Did not finish book. Stopped at 23%.
Thank you to Penguin Teen for sending me an ARC in exchange for an honest review!

DNF-ing at page 77. (Though I also skipped around a bit later to see some of the conversations develop.)

This book was probably the smallest offender of every book I've ever DNF'd. It wasn't even that bad, it just wasn't strong enough for me to want to continue on. Enter The Body seeks out to reclaim the stories of women from Shakespeare's plays, but seems to lack a central academic thesis pertaining to the "oppressive patriarchy" of these plays that it seeks to criticize. (It wasn't necessarily wrong in its arguments, but felt more driven by a feeling/idea of "wow these women were treated badly, let's talk about it" and lacked a foundation of sources/research that would've provided a lot more nuance and context to sustain this thesis.)

It felt a little too aimless, and without properly defining its critiques before leaping into action, it sort of reads like those high school theatre one act competition plays (you know, the really monologue-heavy ensemble ones that have a sort of a one-word, dimensional theme such as: "love" or "feminism" or "childhood").

I DO think this would be a great book to give to younger Shakespeare fans, especially young teenage girls, to help them connect with these characters. I think, by being set in an odd liminal space, it makes the characters more accessible to a modern perspective. It's a fairly quick and easy text to read and there's definitely an audience out there for it.

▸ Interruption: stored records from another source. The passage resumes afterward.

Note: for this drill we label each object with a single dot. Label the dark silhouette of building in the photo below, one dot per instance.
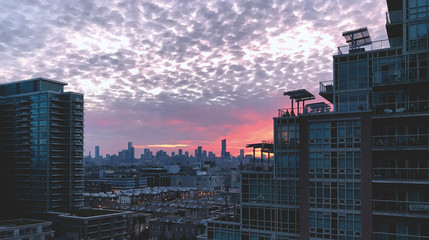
(41, 148)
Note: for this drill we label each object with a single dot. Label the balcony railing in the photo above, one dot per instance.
(307, 110)
(407, 107)
(376, 45)
(394, 17)
(397, 141)
(401, 207)
(390, 236)
(393, 174)
(401, 76)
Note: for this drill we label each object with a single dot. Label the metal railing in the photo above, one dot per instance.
(394, 141)
(289, 112)
(395, 206)
(401, 76)
(394, 17)
(406, 107)
(376, 45)
(420, 174)
(397, 236)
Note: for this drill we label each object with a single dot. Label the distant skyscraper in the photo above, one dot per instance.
(200, 153)
(131, 152)
(223, 151)
(41, 147)
(97, 151)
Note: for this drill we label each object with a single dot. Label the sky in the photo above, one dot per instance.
(179, 73)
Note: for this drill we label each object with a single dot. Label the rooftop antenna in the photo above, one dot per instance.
(357, 38)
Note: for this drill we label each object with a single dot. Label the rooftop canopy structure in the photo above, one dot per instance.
(300, 95)
(265, 146)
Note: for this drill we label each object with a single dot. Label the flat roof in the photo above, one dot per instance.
(34, 79)
(19, 222)
(300, 95)
(93, 213)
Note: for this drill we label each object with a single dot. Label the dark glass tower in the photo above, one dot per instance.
(41, 148)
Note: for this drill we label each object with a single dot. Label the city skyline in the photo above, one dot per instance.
(179, 73)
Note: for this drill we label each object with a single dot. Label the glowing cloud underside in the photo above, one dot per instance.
(158, 71)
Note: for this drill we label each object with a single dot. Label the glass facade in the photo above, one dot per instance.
(42, 146)
(364, 168)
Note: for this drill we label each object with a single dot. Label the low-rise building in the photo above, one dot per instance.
(92, 223)
(18, 229)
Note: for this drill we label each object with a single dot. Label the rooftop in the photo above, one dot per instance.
(19, 222)
(35, 79)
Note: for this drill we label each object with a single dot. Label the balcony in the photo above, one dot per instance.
(394, 17)
(401, 175)
(389, 236)
(376, 45)
(401, 77)
(326, 90)
(401, 208)
(401, 108)
(414, 141)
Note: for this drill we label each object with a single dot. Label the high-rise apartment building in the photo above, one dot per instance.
(223, 150)
(97, 151)
(357, 168)
(41, 148)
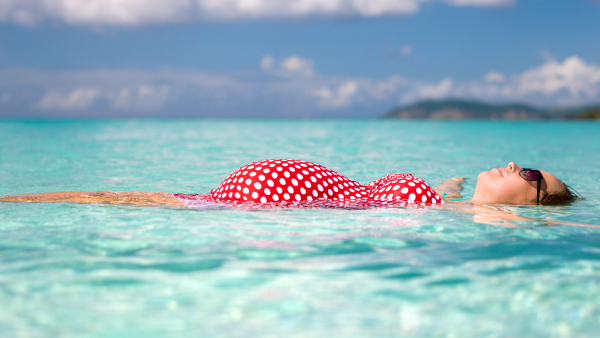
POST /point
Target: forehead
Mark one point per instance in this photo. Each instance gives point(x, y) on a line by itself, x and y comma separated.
point(552, 183)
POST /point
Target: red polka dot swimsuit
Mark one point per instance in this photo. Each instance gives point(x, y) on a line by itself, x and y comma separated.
point(293, 183)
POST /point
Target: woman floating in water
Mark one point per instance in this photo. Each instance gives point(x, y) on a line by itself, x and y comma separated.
point(301, 184)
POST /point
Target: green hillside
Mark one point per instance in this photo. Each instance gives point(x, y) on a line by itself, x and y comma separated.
point(462, 109)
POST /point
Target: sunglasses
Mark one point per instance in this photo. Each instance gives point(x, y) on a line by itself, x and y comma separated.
point(529, 174)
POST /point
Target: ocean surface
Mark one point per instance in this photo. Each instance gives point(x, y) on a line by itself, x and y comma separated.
point(77, 270)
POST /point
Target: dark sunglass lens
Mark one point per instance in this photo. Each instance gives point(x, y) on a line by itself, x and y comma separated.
point(530, 174)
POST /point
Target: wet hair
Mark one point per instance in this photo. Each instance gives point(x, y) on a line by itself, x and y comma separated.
point(566, 195)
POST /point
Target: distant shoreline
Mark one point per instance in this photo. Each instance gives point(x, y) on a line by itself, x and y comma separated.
point(455, 109)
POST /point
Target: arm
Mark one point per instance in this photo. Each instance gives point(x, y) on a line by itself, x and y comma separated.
point(142, 198)
point(492, 216)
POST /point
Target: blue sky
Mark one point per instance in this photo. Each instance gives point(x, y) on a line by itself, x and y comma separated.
point(291, 58)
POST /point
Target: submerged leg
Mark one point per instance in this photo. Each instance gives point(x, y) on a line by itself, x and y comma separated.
point(147, 198)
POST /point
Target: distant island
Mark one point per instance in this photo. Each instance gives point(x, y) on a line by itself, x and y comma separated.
point(454, 109)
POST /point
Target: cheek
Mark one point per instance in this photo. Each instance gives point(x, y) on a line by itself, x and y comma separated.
point(484, 184)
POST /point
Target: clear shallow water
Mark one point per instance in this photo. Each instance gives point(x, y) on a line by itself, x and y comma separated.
point(74, 270)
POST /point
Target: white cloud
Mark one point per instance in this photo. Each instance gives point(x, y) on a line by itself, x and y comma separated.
point(79, 98)
point(572, 76)
point(283, 87)
point(296, 64)
point(266, 62)
point(140, 12)
point(292, 65)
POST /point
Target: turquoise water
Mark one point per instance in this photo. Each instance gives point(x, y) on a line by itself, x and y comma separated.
point(69, 270)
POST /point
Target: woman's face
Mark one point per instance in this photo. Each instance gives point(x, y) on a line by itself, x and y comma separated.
point(505, 185)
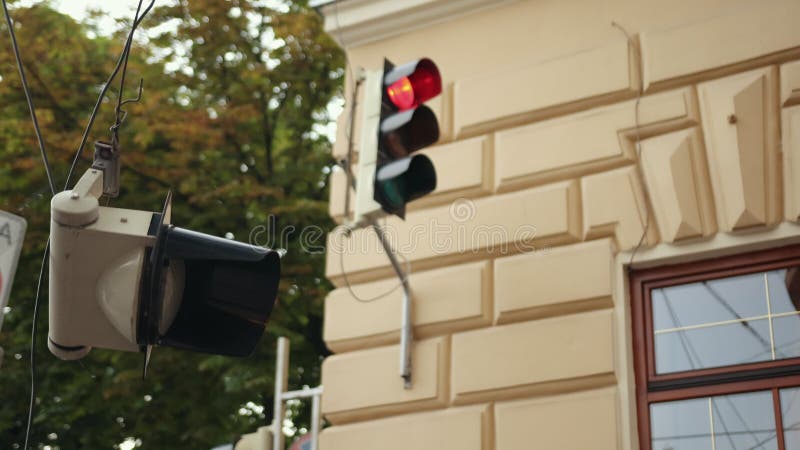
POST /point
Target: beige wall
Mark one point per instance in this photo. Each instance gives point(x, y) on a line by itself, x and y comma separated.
point(526, 345)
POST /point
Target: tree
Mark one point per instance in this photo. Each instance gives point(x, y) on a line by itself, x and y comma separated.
point(234, 95)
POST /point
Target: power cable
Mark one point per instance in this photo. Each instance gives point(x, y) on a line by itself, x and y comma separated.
point(377, 297)
point(638, 145)
point(31, 108)
point(33, 341)
point(123, 57)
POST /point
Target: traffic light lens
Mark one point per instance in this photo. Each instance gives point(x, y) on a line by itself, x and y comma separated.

(Though I don't think it really helps make sense of the thesis, because I really just couldn't figure out what was attempting to be accomplished in telling these stories in a trap room under the stage in a weird fake space where characters are real people but also not real people who are performing the plays but also living them on the stage, and then have to live in their post-play purgatory before their story starts again? And only the women go under the stage when they die? And why do they exist after they die? Why do they exist at all? Where do the dead male characters go? Are there no actors? Are there actors and these are the ghosts of the characters? Do the people who don't die in the play have their own separate limbo space when their play isn't being performed? Is there Shakespeare-character-heaven? If this is a weird fake space where characters exist to be performed, wouldn't they not exist between performances? Who is at fault for their suffering: the patriarchy of their stories, Shakespeare, the patriarchy of Elizabethan England, the patriarchy of the current world that is performing their plays? I could really go on and on with these questions. The rules of the world were just vague and caused the arguments to struggle to land anywhere because there wasn't any grounded environment for anything to make sense in. I love a good suspension of disbelief, and am happy to accept a weird-limbo-character-space if there's literally any amount of thought to it but there was just nothing to grab onto here.)